Interrompemos a Programação (Prime Time), selecionado para o Festival Sundance e que chega ao Brasil como original Netflix, é uma cópia de uma cópia, um thriller de reféns emulando tudo, desde Um Dia de Cão até Jogo do Dinheiro, mas esquecendo um ingrediente essencial: a recompensa.
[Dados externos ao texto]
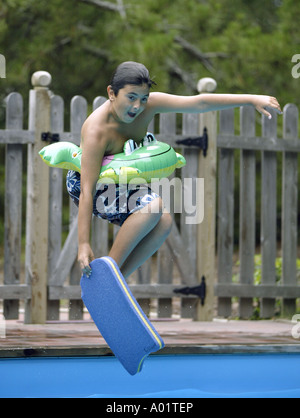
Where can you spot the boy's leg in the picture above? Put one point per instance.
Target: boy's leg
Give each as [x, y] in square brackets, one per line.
[140, 236]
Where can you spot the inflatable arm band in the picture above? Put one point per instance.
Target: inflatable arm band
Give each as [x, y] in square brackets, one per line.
[137, 164]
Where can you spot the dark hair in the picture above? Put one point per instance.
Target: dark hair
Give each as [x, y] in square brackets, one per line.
[130, 73]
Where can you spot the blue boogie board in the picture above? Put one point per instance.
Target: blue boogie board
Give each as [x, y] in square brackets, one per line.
[118, 316]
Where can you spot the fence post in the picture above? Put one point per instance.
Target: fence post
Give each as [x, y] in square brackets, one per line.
[37, 201]
[206, 238]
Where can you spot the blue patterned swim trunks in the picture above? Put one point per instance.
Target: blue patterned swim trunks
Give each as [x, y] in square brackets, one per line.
[113, 202]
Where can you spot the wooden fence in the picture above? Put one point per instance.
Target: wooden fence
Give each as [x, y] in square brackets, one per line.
[51, 270]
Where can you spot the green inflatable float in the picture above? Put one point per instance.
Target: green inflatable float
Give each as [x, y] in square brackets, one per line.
[153, 160]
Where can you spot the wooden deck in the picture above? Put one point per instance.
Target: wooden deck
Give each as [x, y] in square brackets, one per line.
[82, 337]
O filme polonês, do diretor e co-roteirista Jakub Piatek, é sobre um jovem magoado que assume um estúdio de TV na Cracóvia, bem na virada do novo milênio, para fazer uma declaração ao vivo para o mundo – mas o conteúdo dessa declaração, e na verdade, qualquer coisa mais aprofundada sobre o jovem, são detalhes deixados inexplorados do começo ao fim da trama. Sem eles, o drama até consegue ser um ótimo exercício de suspense, mas não chega a surpreender.
A trama e o elenco
Sabemos o nome do homem, pelo menos – Sebastian (vivido por Bartosz Bielenia). Sabemos que é véspera de Ano Novo de 1999 e que a paranoia sobre o tal “bug do milênio” está dominando uma nação apavorada com a perspectiva de alguma calamidade iminente. Sabemos que seus reféns são o segurança Grzegorz (Andrzej Klak) e a personalidade de longa data da TV Mira (Magdalena Poplawska). E, por fim, sabemos que ele tem uma arma. Essas são todas as coisas que aprendemos nos primeiros 20 minutos e são as únicas que o roteiro recompensa o público até seu desfecho enfadonho.
É irritante ter tudo sobre um filme e seus personagens explicados ao público com detalhes insultuosamente óbvios, mas também é bastante frustrante não ter nada explicado. Podemos inferir que Mira é veterana na estação e está prestes a ser substituída. Podemos supor, principalmente graças a uma aparência imprudente do pai do protagonista que ele vem de uma família impulsiva, não particularmente agradável e obviamente disfuncional. Ele pode ou não levar um “estilo de vida doentio”, o que pode – sinceramente – significar qualquer coisa.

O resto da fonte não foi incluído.